MiniCPM-V
MiniCPM-V copied to clipboard
[BUG] flash_attn is needed but not specified in requirements
是否已有关于该错误的issue或讨论? | Is there an existing issue / discussion for this?
- [x] 我已经搜索过已有的issues和讨论 | I have searched the existing issues / discussions
该问题是否在FAQ中有解答? | Is there an existing answer for this in FAQ?
- [x] 我已经搜索过FAQ | I have searched FAQ
当前行为 | Current Behavior
When running the model using the requirements provided I get this error:
ImportError: This modeling file requires the following packages that were not found in your environment: flash_attn. Run pip install flash_attn`
期望行为 | Expected Behavior
No error - the requirements file should have listed flash attention, or the need for it should be documented somewhere.

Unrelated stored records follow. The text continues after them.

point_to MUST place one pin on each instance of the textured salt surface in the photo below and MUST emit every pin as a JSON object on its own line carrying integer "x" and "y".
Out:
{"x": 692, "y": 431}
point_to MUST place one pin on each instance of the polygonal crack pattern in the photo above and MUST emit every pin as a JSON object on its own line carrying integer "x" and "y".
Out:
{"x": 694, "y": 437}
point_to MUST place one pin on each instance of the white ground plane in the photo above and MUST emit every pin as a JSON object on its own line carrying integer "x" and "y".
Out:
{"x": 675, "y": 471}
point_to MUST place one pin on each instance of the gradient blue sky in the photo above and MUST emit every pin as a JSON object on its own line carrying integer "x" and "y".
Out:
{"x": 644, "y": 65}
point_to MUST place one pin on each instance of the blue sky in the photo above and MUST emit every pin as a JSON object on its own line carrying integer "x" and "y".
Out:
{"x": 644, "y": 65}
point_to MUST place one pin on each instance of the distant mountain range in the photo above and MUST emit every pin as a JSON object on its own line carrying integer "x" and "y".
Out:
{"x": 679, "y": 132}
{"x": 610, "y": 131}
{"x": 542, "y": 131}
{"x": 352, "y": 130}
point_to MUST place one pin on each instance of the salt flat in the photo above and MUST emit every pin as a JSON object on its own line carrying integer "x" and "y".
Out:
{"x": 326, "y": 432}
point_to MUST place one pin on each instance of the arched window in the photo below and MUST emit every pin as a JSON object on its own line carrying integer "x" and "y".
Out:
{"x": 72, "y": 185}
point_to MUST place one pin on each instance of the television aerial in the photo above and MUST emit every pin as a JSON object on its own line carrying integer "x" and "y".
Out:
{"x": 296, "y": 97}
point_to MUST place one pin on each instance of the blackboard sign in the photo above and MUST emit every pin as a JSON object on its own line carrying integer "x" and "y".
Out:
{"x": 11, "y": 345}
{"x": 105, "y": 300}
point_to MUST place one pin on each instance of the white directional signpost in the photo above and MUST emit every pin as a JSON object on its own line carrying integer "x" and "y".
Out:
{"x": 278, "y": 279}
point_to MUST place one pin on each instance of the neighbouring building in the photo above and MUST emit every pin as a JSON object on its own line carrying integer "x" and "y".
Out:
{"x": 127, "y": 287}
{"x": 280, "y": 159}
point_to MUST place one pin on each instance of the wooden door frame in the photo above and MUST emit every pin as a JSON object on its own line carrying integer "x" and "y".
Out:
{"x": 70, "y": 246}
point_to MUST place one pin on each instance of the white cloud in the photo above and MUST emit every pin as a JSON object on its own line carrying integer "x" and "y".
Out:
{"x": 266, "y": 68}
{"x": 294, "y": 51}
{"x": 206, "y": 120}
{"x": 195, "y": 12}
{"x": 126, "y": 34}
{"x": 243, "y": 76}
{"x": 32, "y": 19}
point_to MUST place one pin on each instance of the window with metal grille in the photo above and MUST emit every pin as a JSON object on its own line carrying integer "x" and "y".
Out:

期望能够提供取消对flash的绑定,或者提供一个安装教程,以及版本的指定。
复现方法 | Steps To Reproduce
- Install requirements listed in https://huggingface.co/openbmb/MiniCPM-o-2_6#usage
- Run the code in https://huggingface.co/openbmb/MiniCPM-o-2_6#model-initialization
运行环境 | Environment
- OS: Windows 10 WSL Ubuntu 24
- Python: 3.10
- Transformers: 4.44.2
- PyTorch: 2.3.1+cu121
- CUDA (`python -c 'import torch; print(torch.version.cuda)'`): 12.1
备注 | Anything else?
Many others have gotten the same error: https://github.com/OpenBMB/MiniCPM-o/issues/429.
This can be fixed by adding flash attention to the requirements file. However, flash attention does not have prebuilt wheels in the pypi release, so a better fix would be to tell people to look up the relevant wheel in https://github.com/Dao-AILab/flash-attention/releases and pip install that wheel.
For example, I used https://github.com/Dao-AILab/flash-attention/releases/download/v2.5.8/flash_attn-2.5.8+cu122torch2.3cxx11abiFALSE-cp310-cp310-linux_x86_64.whl
To get it working I did this:
- Install python 3.10 in WSL (Linux would also work of course)
- Install from this first requirements file. Be prepare for a large download.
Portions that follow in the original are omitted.